Well hear me now Bloggers. The Joneses' are a strong ass family and they need to kick the bucket. Every single one of them. I am rebuking you Joneses'. I am riding my car till the wheels fall off. Which might not be long from now considering I keep accidentally putting the car in 2nd gear and trying to accelerate. Anyone, who has done this understand my pain. My clothes are old and raggedy and I can't wait until the day that I can buy quality clothes without using a piece of plastic with an interest rate attached. That day is coming. I can feel it. I am not above shopping or by any means an anti-consumerist. I am against accumulating more debt. Debt is the most handicapping feeling out there. I feel stuck when it comes to debt. I look forward to saying "F U Joneses I'm free," or as Sincaid said in Amistad "Give us, us free Biyatch" (okay so maybe not the last word but, you understand where I am coming from).

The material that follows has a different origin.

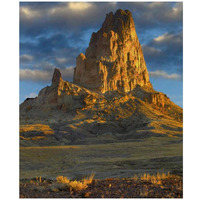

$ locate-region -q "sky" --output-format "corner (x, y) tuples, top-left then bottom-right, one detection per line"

"Sexual Chocolate!" dropping the mic. Exit stage right (ahhh memories Coming to America)
D.C. leaving her soap box

4 comments:
you know, i was curious for about 15 minutes some time ago about the origin of the joneses. everyone i know with the surname jones are just like me. LOL.
***oh, and my comment about the 15 minutes. well, yeah, that's short for me saying that the question ran through my mind and didn't stay long enough for me to take the time to research the answer;-).
Ms. Money,
The funny thing is that I am actually part of a Jones family. Someone in my families last name is/was Jones. Ha ha ha. So essentially I am kicking the fam to the curb (Wait that ain't right). I do have people in my family who take on the Joneses' mentality and I just can't continue to go down that road with them anymore. :O) I love them but, I'm broke. I need financial peace not new Dereon for my niece to wear and Polo for my nephew. Did I just call my sister out? Oops! I guess I did. ***SMH**
wahoo!!!! I am with you for sure... definately tired of trying to keep up (i stopped trying about a year ago ~ haha)
Amen JPKittie,
Those broke wannabes need to go. I can't wait to do all things in cash. Except the house. That may require a little financing but, I at least want to do my 20% down if not more.